CIA had central role in Hezbollah official’s killing, say sources
February 2, 2015 1 Comment
By JOSEPH FITSANAKIS | intelNews.org
The United States, not Israel, as previously thought, led an assassination operation that targeted a senior member of Lebanese militant group Hezbollah in 2008, according to two separate reports that came out last week. Imad Mughniyah was among the founders of Hezbollah, the Shiite militant group that today controls large parts of Lebanon. At the time of his assassination, Mughniyah headed the Hezbollah’s security apparatus and some claim he was the organization’s second-in-command. He was killed on the evening of February 12, 2008, when a car laden with explosives blew up at a central parking lot in Syrian capital Damascus, where he had been living in secret. The Shiite group blamed Israel for his killing. But two reports that aired this week, one in The Washington Post and the other in Newsweek, cited unnamed former government officials in the US in claiming that the operation was in fact led by the Central Intelligence Agency. The Washington Post’s Adam Goldman and Ellen Nakashima said the CIA was assisted in the operation by its Israeli counterpart, the Mossad, while Newsweek’s Jeff Stein wrote that the effort was personally approved by then-US President George Bush and was closely supervised by then-CIA Director Michael Hayden.

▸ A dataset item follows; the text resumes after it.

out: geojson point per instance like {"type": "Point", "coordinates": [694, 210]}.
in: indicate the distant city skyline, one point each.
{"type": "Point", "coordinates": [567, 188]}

According to the reports, the Mossad uncovered Mughniyah’s whereabouts in 2007 and alerted the CIA, suggesting a joint operation to kill the Hezbollah strongman. Soon after President Bush approved the strike, officers in the CIA’s Near East Division planned the logistics of the operation, which involved building a complex bomb, smuggling it into Syria and placing it inside the spare tire of a locally-purchased vehicle. The bomb was allegedly designed by technicians from the CIA’s Directorate of Science & Technology, who carried out dozens of tests at a CIA facility in Harvey Point, North Carolina.

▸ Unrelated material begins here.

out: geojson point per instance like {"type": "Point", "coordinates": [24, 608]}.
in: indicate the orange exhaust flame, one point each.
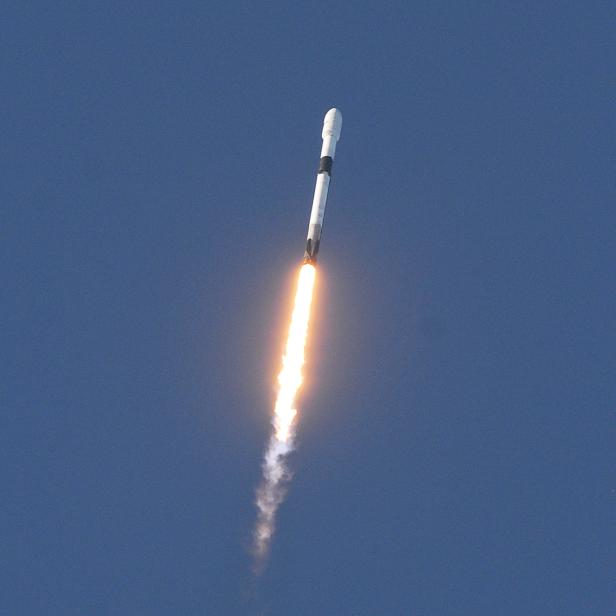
{"type": "Point", "coordinates": [275, 474]}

The operation was allegedly coordinated from a CIA safe house located near Mughniyah’s apartment in the Syrian capital. On the evening February 12, a team of Mossad and CIA operatives employed facial-recognition technology to identify their target as he was walking out of a local restaurant. When Mughniyah approached the explosives-laden SUV, the bomb was remotely detonated, decapitating him and blasting his torso through a nearby window (note: Goldman and Nakashima claim that the bomb was remotely detonated by Mossad officers located in Tel Aviv; Stein suggests the blast was triggered by a CIA officer who had been placed in charge of the remote-control mechanism).

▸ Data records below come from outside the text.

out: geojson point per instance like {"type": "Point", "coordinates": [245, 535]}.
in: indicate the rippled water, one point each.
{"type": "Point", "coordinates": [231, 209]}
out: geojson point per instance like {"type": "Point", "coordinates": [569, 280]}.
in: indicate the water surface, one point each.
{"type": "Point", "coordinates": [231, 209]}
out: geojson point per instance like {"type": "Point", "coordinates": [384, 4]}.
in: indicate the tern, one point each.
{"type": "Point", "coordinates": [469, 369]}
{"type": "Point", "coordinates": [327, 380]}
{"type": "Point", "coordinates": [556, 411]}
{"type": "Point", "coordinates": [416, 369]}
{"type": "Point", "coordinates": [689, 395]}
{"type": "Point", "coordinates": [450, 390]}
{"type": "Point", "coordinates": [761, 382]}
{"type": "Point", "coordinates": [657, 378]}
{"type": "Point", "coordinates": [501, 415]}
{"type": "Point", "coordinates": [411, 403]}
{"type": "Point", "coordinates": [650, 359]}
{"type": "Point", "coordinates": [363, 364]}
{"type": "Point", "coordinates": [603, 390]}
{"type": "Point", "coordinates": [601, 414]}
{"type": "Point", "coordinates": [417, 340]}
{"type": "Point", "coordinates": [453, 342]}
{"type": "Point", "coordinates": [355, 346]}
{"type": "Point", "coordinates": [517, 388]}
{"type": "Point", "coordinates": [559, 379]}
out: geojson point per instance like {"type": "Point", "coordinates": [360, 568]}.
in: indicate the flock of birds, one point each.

The reports describe the operation as “one of the most high-risk covert actions” undertaken by the CIA in recent years, because it targeted a high-profile individual in a country with which the US was not officially at war. Additionally, the method used —a car bomb— is particularly controversial, as it is typically a method of operation preferred by organized criminals and terrorist organizations.
The US has not acknowledged participation in Mughniyah’s assassination, and the CIA declined to comment when contacted by The Washington Post on Friday. Mark Regev, spokesman for the office of the Israeli prime minister, said simply that Tel Aviv had “nothing to add at this time”.